What is Predictive Analysis

Our need to understand past events has led to a discipline that we now call business intelligence. It allows us to make decisions based on statistics obtained from historical data. Descriptive analytics goes a long way in allowing sound business decisions based on facts, not feelings. However, descriptive analytics is simply not enough. In the society we live in today, it is imperative that decisions will be highly accurate and repeatable. For this, companies are using predictive analytics to literally tap into the future and define future business decisions and processes.

Application of Predictive Analysis

  • Health Care

    The use of predictive analytics is to implement effective preventive care. By knowing which patients are at a higher risk of developing a certain disease, we may put preventive measures in place to mitigate risk and ultimately save lives. Lately, predictive analytics have been the center of attention on a highly publicized contest in which historical claims data is used to reduce the number of hospital readmissions
  • Outstanding Claims

    Using predictive analysis to develop a model to predict the estimated claim amount based on the damaged part in the vehicle and replaced parts estimated cost. Company historical claims data should improve employee experience in estimating the cost of the claim , and monitor the development of outstanding claims periodically. Predictive analysis helps the company forecast its current and future liabilities with more accurate results.
  • Underwriting Predictive Modeling

    Predictive analytics is used to leverage models that predict underwriting decisions based on historical and current data. insurance industry was looking for ways to incorporate/improve the use of this data science to find ways to make the underwriting process faster, more economical, more efficient, and more consistent. Recently, new types of data are being produced and collected in insurance industry that helps better estimation the risk and related premium. Some of these new types of data include:
    • Electronic health records,
    • Smartphone data
    • Patient history reocrds
    • Public available data (medical research, government published statistics)

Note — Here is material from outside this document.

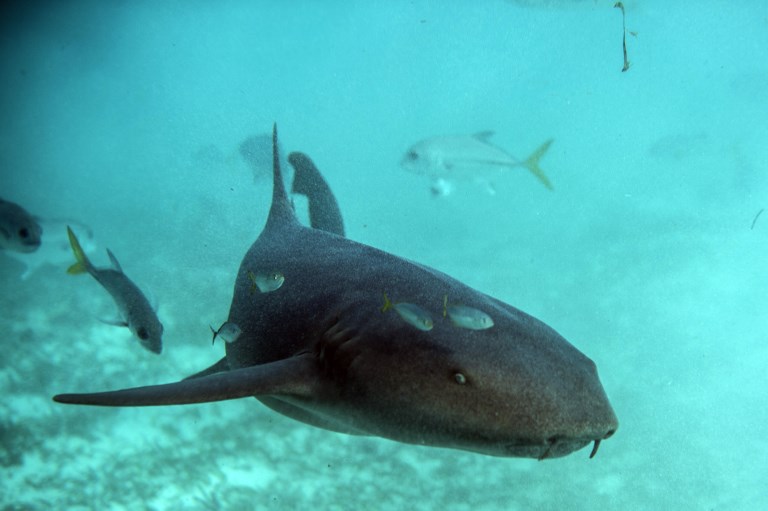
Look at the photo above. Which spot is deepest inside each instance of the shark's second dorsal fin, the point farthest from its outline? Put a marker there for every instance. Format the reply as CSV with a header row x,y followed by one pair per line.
x,y
281,213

    While collecting this data gives the industry new opportunities to collect information, it also brings new challenges on how this data can be verified and used. Insurers need to cut down the time required to issue policies and the turnaround time due to fewer underwriting requirements. Out solution will provide the underwriter with a percentage score per policy upon the company underwriting history patterns and the company underwriting guidelines
  • Credit Approval

    Credit Analysis demonstrates several analytic techniques to examine bank decision to approve or deny credit applications. Predictive analysis will combine a logarithmic model to calculate the credit risk. This model will be able to the predict credit limit each applications should have, the factors affecting the credit approval decision and a the percentage score of accuracy for each proposed credit application.
    Using predictive analysis, banks will have two forms of predictive modeling in credit risk application.
    • Examining conventional underwriting evidence in new ways to improve risk classification and fault projection.
    • Using unconventional underwriting evidence to classify applications quickly and/or cheaply while replicating the decisions reached with conventional evidence.